1 Field sparrow, 1 northern shrike, Kathy and Scott Trefz, Perryville.
1 rough-legged hawk, 1 rusty blackbird, Matt Young, DeRuyter.
11 blue geese, 3 bufflehead, Ken Zoller, West Winfield

The Entire ListBelow is the list of all species reported. The first figure for a species, is the total number of them spotted on 100 reports and the second figure, the one enclosed in parentheses, is the number of reports that list the species.

If you divide the number of birds by the number of reports that listed the species, you get the average number visiting a feeder. This is how I calculated the numbers in the Table above in SECTION 1. For example, for the chickadee divide 524 by 98 and you obtain 5.3 which rounds off to 5 chickadees on the average feeder. You can make the same calculation for any other species that interests you.

Loon 1 (1); great blue heron 2 (2); snow goose 325 (2); blue goose 11 (1); Canada goose 6,537 (53).

Ducks: black 1 (1); mallard 105 (8); lesser scaup 50 (1); goldeneye 5 (1); bufflehead 3 (1); hooded merganser 9 (2); common merganser 11 (3).

Hawks: sharp-shinned 6 (6); Cooper’s 18 (17); red-tailed 27 (23); rough-legged 1 (1); kestrel 1 (1).

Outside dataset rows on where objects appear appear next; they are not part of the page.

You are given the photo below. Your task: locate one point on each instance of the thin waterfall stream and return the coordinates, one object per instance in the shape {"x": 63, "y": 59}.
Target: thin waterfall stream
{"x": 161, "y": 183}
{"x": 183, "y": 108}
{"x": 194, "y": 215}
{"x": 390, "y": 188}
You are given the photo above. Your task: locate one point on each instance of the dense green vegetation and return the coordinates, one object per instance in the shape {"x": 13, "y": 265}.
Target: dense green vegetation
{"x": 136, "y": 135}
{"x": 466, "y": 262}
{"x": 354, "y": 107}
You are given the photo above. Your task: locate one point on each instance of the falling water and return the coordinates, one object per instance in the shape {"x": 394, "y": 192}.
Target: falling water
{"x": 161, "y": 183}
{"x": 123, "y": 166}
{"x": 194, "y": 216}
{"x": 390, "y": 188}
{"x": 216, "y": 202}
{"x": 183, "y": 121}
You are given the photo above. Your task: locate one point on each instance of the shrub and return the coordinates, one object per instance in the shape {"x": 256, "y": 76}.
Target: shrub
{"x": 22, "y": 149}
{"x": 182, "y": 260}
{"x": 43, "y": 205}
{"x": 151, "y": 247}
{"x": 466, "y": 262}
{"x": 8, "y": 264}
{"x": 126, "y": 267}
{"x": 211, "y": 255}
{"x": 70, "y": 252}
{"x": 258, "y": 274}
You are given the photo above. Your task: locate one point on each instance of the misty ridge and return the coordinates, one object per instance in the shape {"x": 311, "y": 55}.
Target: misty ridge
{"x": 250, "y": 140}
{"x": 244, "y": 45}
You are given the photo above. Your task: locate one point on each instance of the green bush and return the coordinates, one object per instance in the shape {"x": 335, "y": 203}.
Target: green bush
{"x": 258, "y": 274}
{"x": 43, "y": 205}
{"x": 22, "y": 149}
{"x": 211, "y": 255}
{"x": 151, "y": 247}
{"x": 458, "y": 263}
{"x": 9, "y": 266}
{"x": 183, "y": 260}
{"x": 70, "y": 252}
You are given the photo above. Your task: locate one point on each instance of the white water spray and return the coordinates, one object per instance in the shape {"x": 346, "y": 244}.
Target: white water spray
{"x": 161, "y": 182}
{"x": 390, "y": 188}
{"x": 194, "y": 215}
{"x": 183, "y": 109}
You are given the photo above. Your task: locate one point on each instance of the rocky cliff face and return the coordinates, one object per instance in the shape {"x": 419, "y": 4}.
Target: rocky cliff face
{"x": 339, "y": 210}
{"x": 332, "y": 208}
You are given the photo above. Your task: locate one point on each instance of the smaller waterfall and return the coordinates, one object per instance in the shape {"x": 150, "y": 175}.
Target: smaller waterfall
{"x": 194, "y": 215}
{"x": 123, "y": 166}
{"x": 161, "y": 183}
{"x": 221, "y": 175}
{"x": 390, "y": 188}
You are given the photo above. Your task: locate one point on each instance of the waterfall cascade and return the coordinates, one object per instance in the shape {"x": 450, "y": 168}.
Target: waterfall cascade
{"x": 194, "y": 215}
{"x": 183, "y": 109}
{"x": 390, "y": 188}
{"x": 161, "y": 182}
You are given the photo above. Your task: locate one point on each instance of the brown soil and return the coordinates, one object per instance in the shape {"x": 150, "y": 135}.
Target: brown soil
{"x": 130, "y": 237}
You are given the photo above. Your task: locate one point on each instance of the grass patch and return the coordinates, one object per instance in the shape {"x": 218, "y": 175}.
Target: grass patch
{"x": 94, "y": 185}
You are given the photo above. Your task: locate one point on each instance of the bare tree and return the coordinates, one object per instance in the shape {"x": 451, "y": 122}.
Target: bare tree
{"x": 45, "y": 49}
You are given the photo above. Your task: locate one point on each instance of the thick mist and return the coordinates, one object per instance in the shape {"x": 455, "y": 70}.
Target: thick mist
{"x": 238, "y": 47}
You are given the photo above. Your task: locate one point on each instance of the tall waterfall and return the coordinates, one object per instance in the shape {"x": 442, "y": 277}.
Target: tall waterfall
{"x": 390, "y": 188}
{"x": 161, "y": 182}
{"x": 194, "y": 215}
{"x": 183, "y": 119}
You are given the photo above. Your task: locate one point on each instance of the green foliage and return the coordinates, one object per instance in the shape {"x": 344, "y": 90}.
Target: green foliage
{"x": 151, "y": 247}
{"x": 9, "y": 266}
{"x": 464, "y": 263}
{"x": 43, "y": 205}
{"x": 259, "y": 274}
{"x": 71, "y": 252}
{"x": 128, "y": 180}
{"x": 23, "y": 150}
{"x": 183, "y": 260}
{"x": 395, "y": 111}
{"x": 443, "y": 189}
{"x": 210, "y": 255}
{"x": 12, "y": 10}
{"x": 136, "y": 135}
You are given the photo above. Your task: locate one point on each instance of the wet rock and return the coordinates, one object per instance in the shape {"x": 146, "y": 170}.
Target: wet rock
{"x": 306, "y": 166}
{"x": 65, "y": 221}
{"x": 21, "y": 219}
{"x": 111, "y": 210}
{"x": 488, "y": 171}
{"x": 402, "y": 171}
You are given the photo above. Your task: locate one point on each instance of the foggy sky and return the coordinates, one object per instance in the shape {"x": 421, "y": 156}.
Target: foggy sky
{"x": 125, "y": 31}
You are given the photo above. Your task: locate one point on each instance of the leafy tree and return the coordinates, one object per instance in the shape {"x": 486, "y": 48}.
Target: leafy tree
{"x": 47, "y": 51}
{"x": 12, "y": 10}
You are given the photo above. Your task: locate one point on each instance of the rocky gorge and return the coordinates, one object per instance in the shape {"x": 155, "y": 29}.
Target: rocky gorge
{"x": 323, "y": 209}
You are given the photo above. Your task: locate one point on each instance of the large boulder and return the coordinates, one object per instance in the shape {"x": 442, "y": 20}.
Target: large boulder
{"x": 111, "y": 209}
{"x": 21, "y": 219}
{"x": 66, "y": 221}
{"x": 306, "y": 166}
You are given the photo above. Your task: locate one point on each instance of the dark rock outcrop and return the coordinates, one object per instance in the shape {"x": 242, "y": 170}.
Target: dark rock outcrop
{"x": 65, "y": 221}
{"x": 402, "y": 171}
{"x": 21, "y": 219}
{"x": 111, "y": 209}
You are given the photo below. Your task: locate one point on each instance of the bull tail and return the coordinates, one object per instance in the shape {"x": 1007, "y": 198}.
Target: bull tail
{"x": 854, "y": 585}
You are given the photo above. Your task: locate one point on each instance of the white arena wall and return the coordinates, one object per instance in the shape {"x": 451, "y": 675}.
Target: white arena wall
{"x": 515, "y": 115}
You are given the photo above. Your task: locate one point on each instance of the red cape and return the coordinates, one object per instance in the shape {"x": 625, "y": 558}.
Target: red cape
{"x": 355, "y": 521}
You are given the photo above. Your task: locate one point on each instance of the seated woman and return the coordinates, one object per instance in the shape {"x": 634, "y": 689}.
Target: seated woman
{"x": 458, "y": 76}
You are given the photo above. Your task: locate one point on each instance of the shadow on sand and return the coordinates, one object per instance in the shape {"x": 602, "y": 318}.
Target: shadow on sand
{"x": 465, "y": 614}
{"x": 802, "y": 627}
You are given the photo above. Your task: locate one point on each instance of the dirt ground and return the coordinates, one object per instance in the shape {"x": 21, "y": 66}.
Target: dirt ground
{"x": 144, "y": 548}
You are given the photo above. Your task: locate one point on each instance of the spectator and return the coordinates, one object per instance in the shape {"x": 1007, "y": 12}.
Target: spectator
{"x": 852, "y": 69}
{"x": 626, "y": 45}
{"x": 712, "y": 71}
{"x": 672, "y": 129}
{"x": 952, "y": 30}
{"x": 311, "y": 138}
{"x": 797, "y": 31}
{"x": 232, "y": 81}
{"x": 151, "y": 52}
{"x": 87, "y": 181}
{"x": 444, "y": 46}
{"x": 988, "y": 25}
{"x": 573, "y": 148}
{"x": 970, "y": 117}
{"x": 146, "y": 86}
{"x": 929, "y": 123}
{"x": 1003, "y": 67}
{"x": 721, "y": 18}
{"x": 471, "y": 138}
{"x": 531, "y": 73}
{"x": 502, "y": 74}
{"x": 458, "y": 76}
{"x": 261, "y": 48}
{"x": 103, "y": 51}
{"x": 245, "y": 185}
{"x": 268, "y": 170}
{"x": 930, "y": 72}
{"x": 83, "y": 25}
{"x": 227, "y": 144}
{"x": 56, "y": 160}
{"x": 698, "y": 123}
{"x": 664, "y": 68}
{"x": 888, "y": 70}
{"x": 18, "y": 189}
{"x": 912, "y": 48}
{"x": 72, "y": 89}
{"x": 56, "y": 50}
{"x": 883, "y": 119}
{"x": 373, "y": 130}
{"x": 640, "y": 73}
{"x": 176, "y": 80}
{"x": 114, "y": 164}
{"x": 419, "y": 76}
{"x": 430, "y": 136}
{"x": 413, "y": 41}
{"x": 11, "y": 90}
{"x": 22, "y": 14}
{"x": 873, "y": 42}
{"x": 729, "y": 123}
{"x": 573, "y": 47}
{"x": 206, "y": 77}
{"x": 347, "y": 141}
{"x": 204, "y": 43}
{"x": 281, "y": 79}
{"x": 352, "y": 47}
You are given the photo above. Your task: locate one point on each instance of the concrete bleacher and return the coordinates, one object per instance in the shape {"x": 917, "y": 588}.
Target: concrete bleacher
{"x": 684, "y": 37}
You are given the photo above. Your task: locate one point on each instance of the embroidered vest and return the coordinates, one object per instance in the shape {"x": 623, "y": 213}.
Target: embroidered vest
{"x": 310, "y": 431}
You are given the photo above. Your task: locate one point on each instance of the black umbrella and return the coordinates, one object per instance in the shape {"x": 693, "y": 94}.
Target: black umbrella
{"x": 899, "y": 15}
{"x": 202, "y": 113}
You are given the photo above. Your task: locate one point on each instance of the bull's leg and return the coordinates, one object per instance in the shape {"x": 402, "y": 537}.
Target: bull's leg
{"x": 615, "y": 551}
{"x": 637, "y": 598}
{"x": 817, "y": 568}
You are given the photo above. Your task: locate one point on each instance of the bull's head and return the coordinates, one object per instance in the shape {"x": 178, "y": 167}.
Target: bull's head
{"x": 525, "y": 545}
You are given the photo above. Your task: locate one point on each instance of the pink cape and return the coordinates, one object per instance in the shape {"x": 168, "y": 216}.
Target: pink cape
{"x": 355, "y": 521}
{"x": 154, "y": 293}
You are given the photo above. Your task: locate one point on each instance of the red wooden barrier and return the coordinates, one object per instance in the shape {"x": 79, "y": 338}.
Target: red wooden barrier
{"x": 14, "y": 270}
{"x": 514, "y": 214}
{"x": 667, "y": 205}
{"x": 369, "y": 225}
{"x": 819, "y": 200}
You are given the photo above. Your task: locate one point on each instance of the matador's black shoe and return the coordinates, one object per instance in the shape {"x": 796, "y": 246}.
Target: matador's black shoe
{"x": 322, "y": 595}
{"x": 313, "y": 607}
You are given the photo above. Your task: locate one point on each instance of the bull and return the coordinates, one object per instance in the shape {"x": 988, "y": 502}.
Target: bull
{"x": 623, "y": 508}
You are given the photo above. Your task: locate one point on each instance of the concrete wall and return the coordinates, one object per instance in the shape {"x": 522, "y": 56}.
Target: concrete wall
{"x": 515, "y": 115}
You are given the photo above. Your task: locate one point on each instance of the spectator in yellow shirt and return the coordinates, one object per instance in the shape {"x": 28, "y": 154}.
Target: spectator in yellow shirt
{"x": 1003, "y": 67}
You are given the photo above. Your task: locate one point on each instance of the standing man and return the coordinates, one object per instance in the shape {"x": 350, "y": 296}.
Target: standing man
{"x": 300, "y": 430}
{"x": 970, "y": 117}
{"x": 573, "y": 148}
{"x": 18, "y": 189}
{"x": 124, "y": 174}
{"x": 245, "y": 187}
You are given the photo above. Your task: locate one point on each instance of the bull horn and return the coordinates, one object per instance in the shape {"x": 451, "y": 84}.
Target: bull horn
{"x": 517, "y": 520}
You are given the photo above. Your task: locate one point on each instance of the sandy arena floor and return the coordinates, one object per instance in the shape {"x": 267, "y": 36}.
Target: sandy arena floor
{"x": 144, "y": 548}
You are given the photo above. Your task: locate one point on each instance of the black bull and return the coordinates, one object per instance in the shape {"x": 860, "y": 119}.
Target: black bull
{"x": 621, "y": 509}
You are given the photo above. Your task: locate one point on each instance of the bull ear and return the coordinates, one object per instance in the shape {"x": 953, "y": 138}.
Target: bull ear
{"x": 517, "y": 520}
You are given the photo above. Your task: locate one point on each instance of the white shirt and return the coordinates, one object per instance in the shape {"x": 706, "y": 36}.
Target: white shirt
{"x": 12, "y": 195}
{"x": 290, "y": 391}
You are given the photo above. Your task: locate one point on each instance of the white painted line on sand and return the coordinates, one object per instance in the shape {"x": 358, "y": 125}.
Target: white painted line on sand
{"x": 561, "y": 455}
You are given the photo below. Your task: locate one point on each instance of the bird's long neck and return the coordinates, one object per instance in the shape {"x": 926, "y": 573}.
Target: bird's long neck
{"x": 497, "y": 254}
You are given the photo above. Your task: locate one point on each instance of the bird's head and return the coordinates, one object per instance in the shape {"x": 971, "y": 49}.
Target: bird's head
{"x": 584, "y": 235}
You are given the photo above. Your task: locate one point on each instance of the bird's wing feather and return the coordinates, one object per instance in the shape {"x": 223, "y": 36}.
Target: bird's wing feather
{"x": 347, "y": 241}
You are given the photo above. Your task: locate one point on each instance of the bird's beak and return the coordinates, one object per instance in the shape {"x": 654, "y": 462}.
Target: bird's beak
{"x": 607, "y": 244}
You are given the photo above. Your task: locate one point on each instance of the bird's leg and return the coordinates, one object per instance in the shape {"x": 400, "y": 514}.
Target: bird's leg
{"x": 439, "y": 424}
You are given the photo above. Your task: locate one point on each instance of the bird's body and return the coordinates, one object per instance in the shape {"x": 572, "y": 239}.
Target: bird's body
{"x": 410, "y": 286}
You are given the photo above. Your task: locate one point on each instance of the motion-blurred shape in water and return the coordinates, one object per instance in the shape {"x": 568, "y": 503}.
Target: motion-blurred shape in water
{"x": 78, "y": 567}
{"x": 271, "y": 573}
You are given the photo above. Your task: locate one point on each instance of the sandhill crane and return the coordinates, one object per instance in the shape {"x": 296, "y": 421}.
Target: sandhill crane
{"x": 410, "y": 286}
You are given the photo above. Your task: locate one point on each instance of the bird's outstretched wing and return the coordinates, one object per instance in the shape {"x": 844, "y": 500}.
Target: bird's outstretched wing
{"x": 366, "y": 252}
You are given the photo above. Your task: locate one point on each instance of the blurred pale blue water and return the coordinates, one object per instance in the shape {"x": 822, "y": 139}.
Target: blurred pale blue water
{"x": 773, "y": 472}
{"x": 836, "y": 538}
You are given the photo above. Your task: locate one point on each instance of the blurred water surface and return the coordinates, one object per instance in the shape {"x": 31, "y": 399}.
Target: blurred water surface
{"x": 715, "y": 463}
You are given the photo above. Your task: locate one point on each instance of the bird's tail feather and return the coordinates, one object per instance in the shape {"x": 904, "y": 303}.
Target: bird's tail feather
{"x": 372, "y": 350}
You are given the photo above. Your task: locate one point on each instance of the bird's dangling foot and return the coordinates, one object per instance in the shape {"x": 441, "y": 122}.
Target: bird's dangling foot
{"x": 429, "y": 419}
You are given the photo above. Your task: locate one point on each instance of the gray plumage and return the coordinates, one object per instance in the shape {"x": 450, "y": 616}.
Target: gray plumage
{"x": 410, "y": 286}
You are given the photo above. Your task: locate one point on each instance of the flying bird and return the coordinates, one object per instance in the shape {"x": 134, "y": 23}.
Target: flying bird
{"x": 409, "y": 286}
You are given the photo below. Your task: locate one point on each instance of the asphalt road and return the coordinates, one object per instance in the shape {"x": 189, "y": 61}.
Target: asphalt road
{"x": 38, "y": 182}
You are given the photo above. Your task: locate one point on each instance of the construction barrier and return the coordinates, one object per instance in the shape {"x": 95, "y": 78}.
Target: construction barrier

Pheasant 6 (6); ruffed grouse 7 (4); turkey 165 (12).

Gulls: ring-billed 149 (15); herring 37 (4); rock dove 273 (18); mourning dove 731 (84); screech owl 1 (1); horned owl 1 (1).

Woodpeckers: red-bellied 44 (38); downy 177 (84); hairy 84 (56); flicker 6 (4); pileated 5 (5).

Blue jay 297 (81); crow 2,004 (87); raven 5 (3); chickadee 524 (98); titmouse 143 (66); red-breasted nuthatch 45 (36); white-breasted nuthatch 132 (84); brown creeper 5 (5); Carolina wren 4 (4); golden crowned kinglet 1 (1).

Bluebird 9 (3); robin 66 (12); mockingbird 3 (3); cedar waxwing 156 (7); northern shrike 1 (1); starling 1,076 (33); cardinal 274 (74).

Sparrows: tree 164 (47); chipping 1 (1); field 1 (1); song 7 (4); white-throated 69 (29); white-crowned 7 (4); junco 453 (87).

Red-winged blackbird 9 (3); rusty blackbird 1 (1); grackle 5 (3); cowbird 41 (9).

Purple finch 30 (10); house finch 452 (62); redpoll 3 (2); siskin 15 (7); goldfinch 741 (77); evening grosbeak 15 (1); house sparrow 602 (47).